GR2 introduces a three-stage training pipeline to build a reasoning-capable reranker on top of a pretrained LLM (Qwen3-8B).

🔑 The key architectural choice

GR2 encodes items not as natural-language text descriptions but as semantic IDs — compact tuples of discrete codewords. This solves the scalability problem: an industrial item catalog has $10^9$ items, and adding each as a natural-language string to the LLM’s context would be infeasible. Semantic IDs are short (4 tokens per item), learnable, and capture item semantics via the RQ-VAE training objective.

GR2 three-stage training pipeline overview

Figure 1 (Liang et al., 2026): Overview of the 3-stage training pipeline. Top: student LLM mid-training on tokenized semantic IDs (Tokenized Mid-Training). Middle: reasoning data generation with a teacher LLM and rejection sampling — rollouts are kept only when they match the ground-truth (Reasoning Data Generation).

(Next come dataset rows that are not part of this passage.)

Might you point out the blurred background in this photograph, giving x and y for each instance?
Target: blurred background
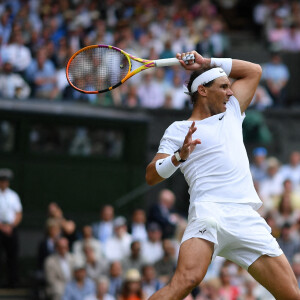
(72, 166)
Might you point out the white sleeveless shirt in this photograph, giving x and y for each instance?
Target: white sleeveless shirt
(218, 169)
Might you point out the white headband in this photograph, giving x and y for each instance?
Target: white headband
(206, 77)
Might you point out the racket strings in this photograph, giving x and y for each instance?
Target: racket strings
(98, 68)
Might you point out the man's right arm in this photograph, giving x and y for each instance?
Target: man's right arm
(152, 177)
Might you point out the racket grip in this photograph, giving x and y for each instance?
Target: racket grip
(167, 62)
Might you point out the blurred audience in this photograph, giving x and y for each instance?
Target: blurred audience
(80, 286)
(87, 240)
(275, 77)
(132, 286)
(10, 219)
(118, 246)
(134, 260)
(152, 250)
(103, 230)
(115, 278)
(162, 213)
(47, 245)
(138, 228)
(12, 85)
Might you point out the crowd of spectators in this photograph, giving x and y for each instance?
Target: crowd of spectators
(38, 37)
(278, 24)
(118, 258)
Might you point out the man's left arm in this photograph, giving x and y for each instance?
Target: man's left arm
(246, 74)
(18, 219)
(247, 77)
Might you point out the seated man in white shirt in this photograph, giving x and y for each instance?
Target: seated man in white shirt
(10, 218)
(118, 246)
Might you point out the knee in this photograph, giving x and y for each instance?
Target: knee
(294, 294)
(189, 280)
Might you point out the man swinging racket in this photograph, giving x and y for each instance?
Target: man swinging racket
(209, 150)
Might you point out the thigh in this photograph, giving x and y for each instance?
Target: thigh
(276, 275)
(194, 258)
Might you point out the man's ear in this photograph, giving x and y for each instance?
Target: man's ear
(202, 90)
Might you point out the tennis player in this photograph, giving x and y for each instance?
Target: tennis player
(209, 150)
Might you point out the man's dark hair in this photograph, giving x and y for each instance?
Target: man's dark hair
(194, 75)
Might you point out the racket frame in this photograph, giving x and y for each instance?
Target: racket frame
(146, 64)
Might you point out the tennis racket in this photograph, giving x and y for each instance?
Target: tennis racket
(101, 68)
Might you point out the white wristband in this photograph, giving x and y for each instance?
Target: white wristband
(224, 63)
(165, 167)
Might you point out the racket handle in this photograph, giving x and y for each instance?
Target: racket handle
(167, 62)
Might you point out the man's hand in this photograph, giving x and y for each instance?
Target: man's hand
(189, 144)
(6, 229)
(193, 64)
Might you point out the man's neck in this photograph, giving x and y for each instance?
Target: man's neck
(200, 112)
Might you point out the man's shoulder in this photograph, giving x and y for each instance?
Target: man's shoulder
(12, 193)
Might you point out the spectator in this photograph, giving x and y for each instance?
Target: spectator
(12, 85)
(68, 227)
(218, 39)
(102, 285)
(115, 278)
(152, 250)
(285, 212)
(205, 46)
(132, 286)
(47, 245)
(118, 246)
(138, 226)
(296, 266)
(87, 239)
(275, 76)
(10, 218)
(165, 267)
(17, 53)
(80, 287)
(261, 99)
(134, 260)
(42, 74)
(258, 167)
(58, 269)
(291, 40)
(150, 92)
(162, 213)
(272, 186)
(292, 169)
(150, 283)
(288, 245)
(131, 98)
(95, 266)
(103, 230)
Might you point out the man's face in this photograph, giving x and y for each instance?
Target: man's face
(79, 274)
(218, 95)
(62, 246)
(4, 184)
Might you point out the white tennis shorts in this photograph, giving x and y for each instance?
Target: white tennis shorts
(239, 233)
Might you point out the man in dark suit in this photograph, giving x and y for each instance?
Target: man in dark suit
(162, 213)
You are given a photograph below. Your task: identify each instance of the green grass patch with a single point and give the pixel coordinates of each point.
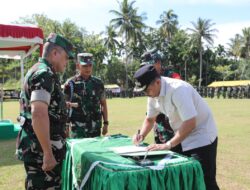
(126, 116)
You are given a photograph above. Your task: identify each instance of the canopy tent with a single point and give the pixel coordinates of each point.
(18, 42)
(229, 83)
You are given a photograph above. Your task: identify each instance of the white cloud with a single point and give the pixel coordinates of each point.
(229, 30)
(210, 2)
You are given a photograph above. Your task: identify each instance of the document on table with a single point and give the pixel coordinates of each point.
(133, 150)
(129, 149)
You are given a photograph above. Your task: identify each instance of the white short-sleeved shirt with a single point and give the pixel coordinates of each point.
(180, 102)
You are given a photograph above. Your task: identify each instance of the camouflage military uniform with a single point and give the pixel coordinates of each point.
(42, 76)
(86, 119)
(162, 130)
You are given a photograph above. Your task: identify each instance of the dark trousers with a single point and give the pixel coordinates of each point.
(206, 155)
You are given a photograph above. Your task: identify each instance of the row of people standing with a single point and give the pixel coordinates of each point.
(45, 111)
(236, 92)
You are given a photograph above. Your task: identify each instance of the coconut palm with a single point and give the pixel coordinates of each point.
(235, 46)
(202, 31)
(246, 42)
(110, 41)
(168, 21)
(129, 25)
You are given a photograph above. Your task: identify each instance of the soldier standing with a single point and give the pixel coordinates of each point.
(41, 141)
(88, 93)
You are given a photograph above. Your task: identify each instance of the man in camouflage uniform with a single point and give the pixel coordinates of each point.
(87, 92)
(162, 130)
(41, 141)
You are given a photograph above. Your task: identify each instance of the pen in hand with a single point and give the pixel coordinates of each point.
(138, 137)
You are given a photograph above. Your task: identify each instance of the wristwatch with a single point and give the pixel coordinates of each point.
(168, 143)
(106, 123)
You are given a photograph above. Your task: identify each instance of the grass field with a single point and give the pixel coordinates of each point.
(126, 115)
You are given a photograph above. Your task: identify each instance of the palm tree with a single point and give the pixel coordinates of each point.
(246, 42)
(169, 22)
(235, 46)
(110, 41)
(202, 31)
(129, 25)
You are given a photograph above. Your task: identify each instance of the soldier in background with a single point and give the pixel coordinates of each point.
(87, 93)
(223, 92)
(41, 141)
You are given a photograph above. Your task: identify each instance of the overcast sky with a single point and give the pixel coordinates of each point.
(229, 16)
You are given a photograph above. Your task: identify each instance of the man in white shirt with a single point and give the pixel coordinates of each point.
(189, 117)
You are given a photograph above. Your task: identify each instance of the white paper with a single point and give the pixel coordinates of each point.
(129, 149)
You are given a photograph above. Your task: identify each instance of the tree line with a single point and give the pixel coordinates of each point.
(118, 48)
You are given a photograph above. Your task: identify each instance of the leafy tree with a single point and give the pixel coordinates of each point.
(110, 41)
(129, 25)
(168, 21)
(202, 31)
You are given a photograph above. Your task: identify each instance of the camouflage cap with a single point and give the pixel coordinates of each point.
(62, 42)
(144, 76)
(85, 58)
(150, 57)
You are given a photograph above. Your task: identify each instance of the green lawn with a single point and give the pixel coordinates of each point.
(126, 116)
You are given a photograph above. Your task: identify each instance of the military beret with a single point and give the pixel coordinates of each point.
(85, 58)
(150, 57)
(144, 76)
(62, 42)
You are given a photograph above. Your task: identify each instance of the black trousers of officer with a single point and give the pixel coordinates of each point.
(206, 155)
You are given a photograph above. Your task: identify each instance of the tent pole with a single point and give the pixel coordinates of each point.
(1, 102)
(22, 70)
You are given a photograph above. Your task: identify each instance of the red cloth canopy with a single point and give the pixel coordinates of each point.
(18, 40)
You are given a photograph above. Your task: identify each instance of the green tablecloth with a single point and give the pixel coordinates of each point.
(90, 164)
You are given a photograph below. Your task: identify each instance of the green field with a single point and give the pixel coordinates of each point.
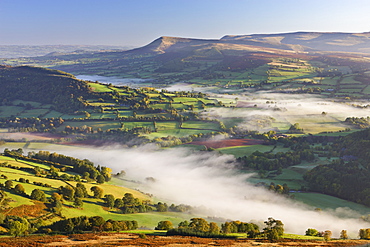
(329, 202)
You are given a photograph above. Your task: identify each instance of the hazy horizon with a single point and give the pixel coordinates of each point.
(137, 23)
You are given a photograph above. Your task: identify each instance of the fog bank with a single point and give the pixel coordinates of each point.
(207, 179)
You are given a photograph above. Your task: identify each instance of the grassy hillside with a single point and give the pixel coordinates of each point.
(57, 89)
(297, 62)
(17, 204)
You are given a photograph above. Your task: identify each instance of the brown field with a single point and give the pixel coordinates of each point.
(228, 143)
(128, 239)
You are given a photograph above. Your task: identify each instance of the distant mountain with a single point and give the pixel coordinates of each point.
(343, 42)
(15, 51)
(42, 85)
(207, 58)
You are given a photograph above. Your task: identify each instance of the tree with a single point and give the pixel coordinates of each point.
(364, 233)
(68, 192)
(38, 195)
(78, 203)
(274, 229)
(19, 189)
(109, 200)
(214, 228)
(327, 235)
(19, 227)
(162, 207)
(98, 192)
(80, 190)
(343, 234)
(118, 203)
(312, 232)
(56, 203)
(8, 184)
(199, 224)
(100, 179)
(164, 225)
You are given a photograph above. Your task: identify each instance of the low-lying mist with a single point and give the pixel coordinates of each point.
(314, 113)
(207, 179)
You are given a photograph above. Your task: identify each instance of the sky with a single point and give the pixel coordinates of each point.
(138, 22)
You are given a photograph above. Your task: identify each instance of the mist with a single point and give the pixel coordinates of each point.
(287, 109)
(208, 180)
(116, 81)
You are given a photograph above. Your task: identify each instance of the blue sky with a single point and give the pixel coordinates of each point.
(138, 22)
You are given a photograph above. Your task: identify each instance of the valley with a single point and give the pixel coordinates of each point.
(243, 128)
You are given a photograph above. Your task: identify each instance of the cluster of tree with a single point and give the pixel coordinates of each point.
(59, 162)
(43, 85)
(364, 233)
(84, 167)
(279, 189)
(359, 122)
(325, 234)
(295, 129)
(18, 226)
(347, 180)
(271, 161)
(128, 204)
(346, 177)
(31, 124)
(95, 224)
(273, 230)
(133, 136)
(196, 227)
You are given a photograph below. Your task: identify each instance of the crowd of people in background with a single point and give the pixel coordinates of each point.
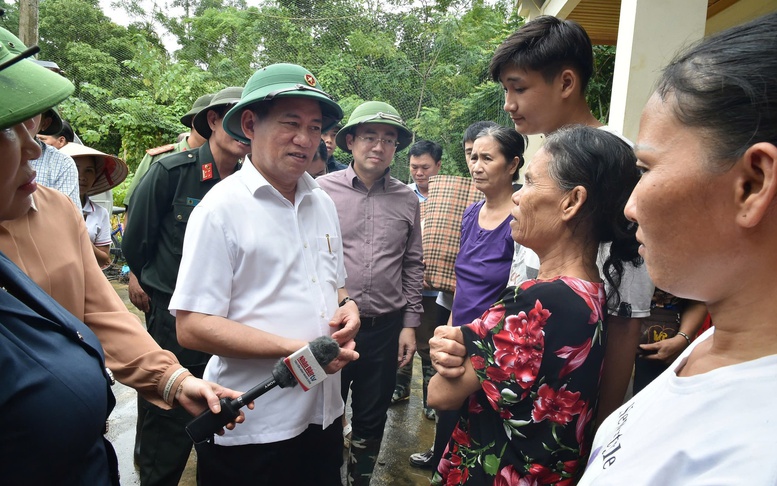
(599, 261)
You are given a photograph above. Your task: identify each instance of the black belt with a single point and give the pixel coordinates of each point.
(380, 320)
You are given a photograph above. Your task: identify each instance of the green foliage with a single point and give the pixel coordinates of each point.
(428, 59)
(600, 87)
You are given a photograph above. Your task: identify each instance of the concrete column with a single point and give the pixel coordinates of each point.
(650, 32)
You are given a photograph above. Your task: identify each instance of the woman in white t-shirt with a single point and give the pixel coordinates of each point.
(706, 206)
(97, 172)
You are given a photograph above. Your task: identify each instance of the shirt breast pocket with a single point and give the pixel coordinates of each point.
(329, 249)
(181, 214)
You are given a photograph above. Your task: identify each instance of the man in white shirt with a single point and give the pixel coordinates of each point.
(262, 274)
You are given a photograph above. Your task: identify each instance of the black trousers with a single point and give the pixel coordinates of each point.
(312, 458)
(373, 376)
(162, 446)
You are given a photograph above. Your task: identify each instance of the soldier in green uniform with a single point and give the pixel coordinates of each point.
(152, 245)
(193, 141)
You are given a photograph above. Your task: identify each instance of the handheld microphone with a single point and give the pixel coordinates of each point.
(305, 366)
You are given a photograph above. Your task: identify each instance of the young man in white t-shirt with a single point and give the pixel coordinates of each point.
(544, 68)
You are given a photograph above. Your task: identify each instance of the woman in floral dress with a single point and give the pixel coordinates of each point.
(532, 375)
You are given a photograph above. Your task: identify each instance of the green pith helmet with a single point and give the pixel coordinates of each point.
(225, 97)
(27, 88)
(375, 112)
(198, 105)
(281, 81)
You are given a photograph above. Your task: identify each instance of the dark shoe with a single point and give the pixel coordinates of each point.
(422, 460)
(400, 395)
(429, 413)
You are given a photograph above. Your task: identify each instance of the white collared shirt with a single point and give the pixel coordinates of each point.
(98, 223)
(252, 256)
(57, 170)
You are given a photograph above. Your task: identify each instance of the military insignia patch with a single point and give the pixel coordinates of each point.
(207, 171)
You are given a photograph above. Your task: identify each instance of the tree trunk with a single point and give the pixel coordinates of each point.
(28, 22)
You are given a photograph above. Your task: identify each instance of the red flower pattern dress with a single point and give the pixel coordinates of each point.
(538, 353)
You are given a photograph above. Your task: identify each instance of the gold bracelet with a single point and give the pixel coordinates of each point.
(685, 336)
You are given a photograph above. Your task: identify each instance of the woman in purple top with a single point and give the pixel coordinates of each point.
(486, 251)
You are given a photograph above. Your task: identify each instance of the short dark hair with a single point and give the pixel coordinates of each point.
(726, 86)
(67, 132)
(472, 131)
(547, 45)
(511, 143)
(606, 167)
(426, 147)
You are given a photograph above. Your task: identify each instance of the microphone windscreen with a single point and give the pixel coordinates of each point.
(325, 349)
(283, 375)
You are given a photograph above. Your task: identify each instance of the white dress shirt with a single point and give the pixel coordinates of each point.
(252, 256)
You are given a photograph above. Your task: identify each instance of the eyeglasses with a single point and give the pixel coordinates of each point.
(371, 141)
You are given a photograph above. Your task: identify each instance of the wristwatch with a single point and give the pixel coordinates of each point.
(345, 301)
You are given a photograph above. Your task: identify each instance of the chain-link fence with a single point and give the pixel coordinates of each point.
(429, 60)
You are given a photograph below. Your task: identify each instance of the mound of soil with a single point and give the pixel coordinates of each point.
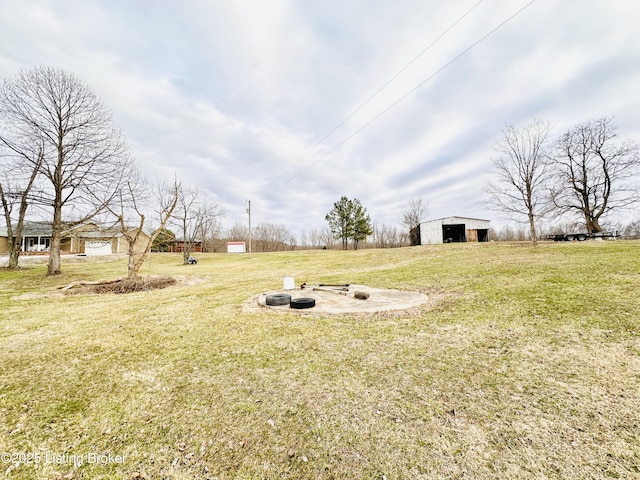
(122, 285)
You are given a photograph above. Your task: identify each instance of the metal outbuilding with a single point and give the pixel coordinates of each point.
(451, 230)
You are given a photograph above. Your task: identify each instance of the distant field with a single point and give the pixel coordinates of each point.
(526, 364)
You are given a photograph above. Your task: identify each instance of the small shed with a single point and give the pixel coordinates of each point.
(236, 247)
(451, 230)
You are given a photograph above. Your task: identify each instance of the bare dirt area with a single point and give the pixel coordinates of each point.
(335, 301)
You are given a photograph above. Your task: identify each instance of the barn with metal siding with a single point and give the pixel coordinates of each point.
(451, 230)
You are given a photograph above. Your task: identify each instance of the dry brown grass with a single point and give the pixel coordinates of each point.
(526, 366)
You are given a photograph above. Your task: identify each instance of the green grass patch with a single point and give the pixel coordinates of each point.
(526, 364)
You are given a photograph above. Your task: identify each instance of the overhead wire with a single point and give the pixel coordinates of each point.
(395, 103)
(385, 85)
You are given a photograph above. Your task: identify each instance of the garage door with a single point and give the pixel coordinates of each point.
(97, 248)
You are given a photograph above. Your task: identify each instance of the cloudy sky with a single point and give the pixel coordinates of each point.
(294, 103)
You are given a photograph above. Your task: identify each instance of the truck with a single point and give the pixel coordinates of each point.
(581, 237)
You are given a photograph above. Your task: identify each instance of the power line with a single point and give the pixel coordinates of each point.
(385, 85)
(433, 75)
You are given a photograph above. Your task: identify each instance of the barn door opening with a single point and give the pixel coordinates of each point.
(454, 233)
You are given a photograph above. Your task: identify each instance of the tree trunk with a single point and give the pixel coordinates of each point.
(532, 229)
(56, 243)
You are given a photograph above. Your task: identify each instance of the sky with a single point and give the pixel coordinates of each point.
(293, 104)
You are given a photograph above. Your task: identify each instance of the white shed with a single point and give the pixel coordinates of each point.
(451, 230)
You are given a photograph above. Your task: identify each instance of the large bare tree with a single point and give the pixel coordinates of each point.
(521, 172)
(594, 172)
(133, 199)
(84, 157)
(194, 214)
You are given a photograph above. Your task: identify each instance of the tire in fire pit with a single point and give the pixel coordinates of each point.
(302, 303)
(278, 299)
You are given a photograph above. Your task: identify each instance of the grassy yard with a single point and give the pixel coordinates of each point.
(526, 364)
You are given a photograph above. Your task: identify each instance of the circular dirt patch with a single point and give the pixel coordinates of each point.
(330, 300)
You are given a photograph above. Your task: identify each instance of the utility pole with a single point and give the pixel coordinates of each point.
(249, 212)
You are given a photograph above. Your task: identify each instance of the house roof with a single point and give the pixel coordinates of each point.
(44, 229)
(30, 229)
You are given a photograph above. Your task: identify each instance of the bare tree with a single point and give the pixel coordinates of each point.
(193, 212)
(84, 156)
(132, 200)
(16, 181)
(414, 213)
(521, 172)
(412, 216)
(594, 173)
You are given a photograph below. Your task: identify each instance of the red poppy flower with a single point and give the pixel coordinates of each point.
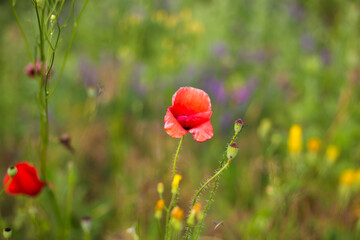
(26, 181)
(190, 112)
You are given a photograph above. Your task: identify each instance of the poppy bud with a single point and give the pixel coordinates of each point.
(65, 140)
(238, 125)
(232, 151)
(7, 233)
(86, 224)
(12, 171)
(26, 181)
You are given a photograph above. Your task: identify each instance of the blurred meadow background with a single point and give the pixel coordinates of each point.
(277, 64)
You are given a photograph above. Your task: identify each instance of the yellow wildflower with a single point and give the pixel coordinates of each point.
(194, 27)
(172, 21)
(332, 153)
(159, 205)
(347, 177)
(160, 188)
(177, 213)
(185, 14)
(175, 183)
(158, 209)
(159, 16)
(295, 139)
(313, 144)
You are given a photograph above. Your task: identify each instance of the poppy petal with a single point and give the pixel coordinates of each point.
(172, 126)
(26, 181)
(202, 132)
(188, 100)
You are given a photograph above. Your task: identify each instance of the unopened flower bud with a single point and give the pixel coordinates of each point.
(12, 171)
(232, 151)
(86, 224)
(175, 183)
(160, 188)
(7, 233)
(238, 125)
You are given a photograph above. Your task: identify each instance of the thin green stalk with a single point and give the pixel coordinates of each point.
(2, 190)
(21, 30)
(176, 156)
(87, 235)
(69, 201)
(44, 116)
(209, 181)
(167, 219)
(76, 24)
(224, 158)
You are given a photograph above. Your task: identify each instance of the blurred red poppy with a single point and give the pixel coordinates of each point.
(190, 112)
(26, 181)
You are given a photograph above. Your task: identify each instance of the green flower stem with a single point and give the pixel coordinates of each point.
(176, 156)
(76, 24)
(44, 116)
(2, 190)
(224, 158)
(208, 181)
(12, 3)
(167, 219)
(87, 235)
(174, 196)
(69, 202)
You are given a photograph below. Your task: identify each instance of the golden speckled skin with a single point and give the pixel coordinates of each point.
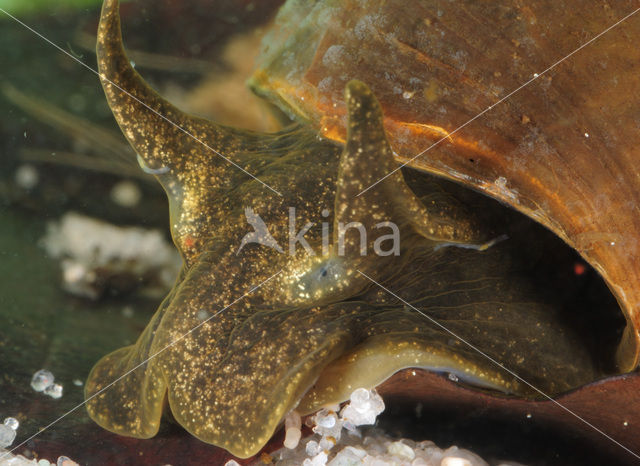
(231, 381)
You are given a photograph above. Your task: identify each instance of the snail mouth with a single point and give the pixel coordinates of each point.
(528, 318)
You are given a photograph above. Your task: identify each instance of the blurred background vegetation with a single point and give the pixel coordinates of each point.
(61, 151)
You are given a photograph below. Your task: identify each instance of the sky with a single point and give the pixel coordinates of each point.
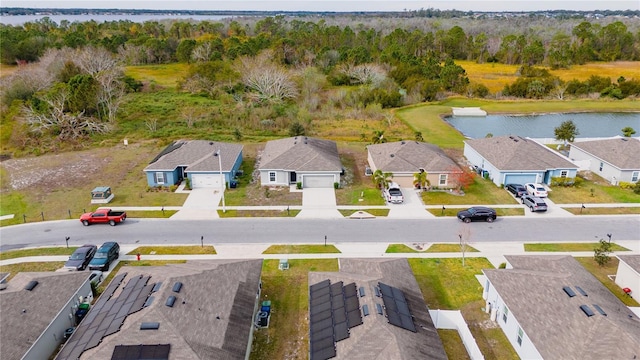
(330, 5)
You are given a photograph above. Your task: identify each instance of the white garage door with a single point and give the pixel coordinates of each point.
(318, 181)
(205, 181)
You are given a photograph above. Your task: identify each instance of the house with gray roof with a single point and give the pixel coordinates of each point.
(405, 158)
(616, 159)
(203, 162)
(202, 309)
(313, 162)
(628, 273)
(385, 312)
(33, 322)
(517, 160)
(551, 307)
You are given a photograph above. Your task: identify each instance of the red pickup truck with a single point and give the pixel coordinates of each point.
(103, 216)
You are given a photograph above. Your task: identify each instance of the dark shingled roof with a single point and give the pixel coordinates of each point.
(210, 319)
(301, 153)
(623, 153)
(196, 155)
(533, 292)
(518, 153)
(376, 338)
(19, 330)
(409, 156)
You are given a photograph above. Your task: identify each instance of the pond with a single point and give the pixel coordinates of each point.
(589, 125)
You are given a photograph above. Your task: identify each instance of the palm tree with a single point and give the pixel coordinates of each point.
(420, 179)
(381, 179)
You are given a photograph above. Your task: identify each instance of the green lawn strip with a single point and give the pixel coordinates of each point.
(602, 273)
(301, 249)
(49, 251)
(568, 247)
(174, 250)
(588, 210)
(448, 248)
(374, 212)
(257, 213)
(499, 212)
(288, 291)
(453, 345)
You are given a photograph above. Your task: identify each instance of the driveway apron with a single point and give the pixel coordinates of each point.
(319, 203)
(200, 204)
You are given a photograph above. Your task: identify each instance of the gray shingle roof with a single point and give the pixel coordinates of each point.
(376, 339)
(632, 260)
(301, 153)
(623, 153)
(518, 153)
(409, 156)
(211, 318)
(533, 292)
(19, 330)
(197, 155)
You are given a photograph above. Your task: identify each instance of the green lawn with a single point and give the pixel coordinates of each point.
(569, 247)
(288, 290)
(602, 273)
(301, 249)
(174, 250)
(46, 251)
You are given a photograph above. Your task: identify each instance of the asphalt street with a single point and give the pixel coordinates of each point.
(310, 231)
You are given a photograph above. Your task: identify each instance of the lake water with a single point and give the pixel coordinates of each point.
(21, 19)
(543, 126)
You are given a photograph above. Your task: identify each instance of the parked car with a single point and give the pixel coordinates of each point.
(536, 190)
(516, 189)
(81, 257)
(534, 203)
(477, 213)
(108, 252)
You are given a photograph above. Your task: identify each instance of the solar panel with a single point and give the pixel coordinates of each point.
(569, 291)
(587, 310)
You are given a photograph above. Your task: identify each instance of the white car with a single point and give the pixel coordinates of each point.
(536, 190)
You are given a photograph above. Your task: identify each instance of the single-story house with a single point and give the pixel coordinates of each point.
(370, 309)
(405, 158)
(202, 309)
(517, 160)
(616, 159)
(313, 162)
(628, 274)
(551, 307)
(34, 321)
(202, 162)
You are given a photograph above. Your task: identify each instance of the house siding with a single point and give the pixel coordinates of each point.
(526, 350)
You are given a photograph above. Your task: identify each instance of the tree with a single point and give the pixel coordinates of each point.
(628, 131)
(567, 131)
(420, 179)
(601, 252)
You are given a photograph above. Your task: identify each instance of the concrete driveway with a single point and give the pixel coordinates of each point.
(200, 204)
(411, 208)
(319, 203)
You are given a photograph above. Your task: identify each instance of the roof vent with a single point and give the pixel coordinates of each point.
(32, 284)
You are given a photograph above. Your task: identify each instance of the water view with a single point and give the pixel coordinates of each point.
(542, 126)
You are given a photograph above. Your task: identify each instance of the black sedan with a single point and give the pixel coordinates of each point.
(477, 213)
(81, 257)
(516, 189)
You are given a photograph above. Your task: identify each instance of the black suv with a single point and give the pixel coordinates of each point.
(516, 189)
(477, 213)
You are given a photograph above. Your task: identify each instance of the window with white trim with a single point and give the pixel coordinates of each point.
(443, 179)
(159, 178)
(520, 334)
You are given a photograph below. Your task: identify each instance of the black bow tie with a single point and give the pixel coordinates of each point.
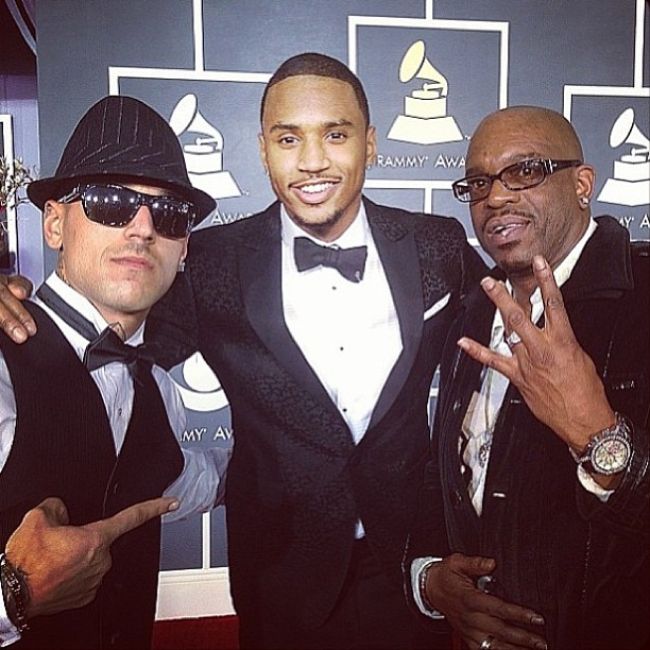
(108, 347)
(349, 262)
(105, 347)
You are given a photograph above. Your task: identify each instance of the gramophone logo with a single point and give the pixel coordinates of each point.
(203, 150)
(425, 119)
(630, 184)
(202, 391)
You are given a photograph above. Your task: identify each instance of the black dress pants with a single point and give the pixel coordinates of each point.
(371, 614)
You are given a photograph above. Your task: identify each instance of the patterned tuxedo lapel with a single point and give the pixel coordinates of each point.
(395, 242)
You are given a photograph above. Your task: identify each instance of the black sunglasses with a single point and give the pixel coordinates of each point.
(116, 206)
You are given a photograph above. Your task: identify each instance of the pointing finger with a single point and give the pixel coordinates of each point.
(132, 517)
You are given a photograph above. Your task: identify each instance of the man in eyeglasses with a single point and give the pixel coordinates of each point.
(540, 457)
(85, 416)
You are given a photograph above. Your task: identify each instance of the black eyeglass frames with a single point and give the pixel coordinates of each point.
(519, 176)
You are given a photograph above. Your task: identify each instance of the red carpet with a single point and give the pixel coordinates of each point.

Bottom: student LLM reasoning enablement via SFT and DAPO RL, with group computation, reward model, and clip-higher strategy (Reasoning Enablement Fine-tuning).

2. Stage 1 — Tokenized Mid-Training 🏗️

Before the LLM can reason about items, it must understand items. A pretrained LLM knows language; it has never seen the notation <s_a_57><s_b_7><s_c_23><s_d_4> and has no idea that this represents a specific product in a catalog. Stage 1 solves this alignment problem.

2.1 Semantic IDs via RQ-VAE

Definition (Semantic ID). Given an item with textual features $x$ (title, description, category), a Residual Quantized VAE (RQ-VAE) maps it to a tuple of discrete codeword indices:

\[\text{SID}(x) = (z_1, z_2, \ldots, z_K), \qquad z_k \in \{1, \ldots, C_k\}\]

where $K$ is the number of quantization levels (GR2 uses $K = 4$) and $C_k$ is the number of codewords in the $k$-th codebook. The construction proceeds residually: encode the item into a dense embedding $\mathbf{h} = f_{\text{enc}}(x)$, then iteratively find the nearest codeword and subtract it:

\[z_k = \arg\min_{j} \|\mathbf{r}_k - \mathbf{e}_j^{(k)}\|_2, \quad \mathbf{q}_k = \mathbf{e}_{z_k}^{(k)}, \quad \mathbf{r}_{k+1} = \mathbf{r}_k - \mathbf{q}_k\]

where $\mathbf{r}_1 = \mathbf{h}$. Each level refines the previous: level 1 captures the coarsest category (broad product type), level 4 captures fine-grained details. The reconstruction is $\hat{\mathbf{h}} = \sum_k \mathbf{q}_k$.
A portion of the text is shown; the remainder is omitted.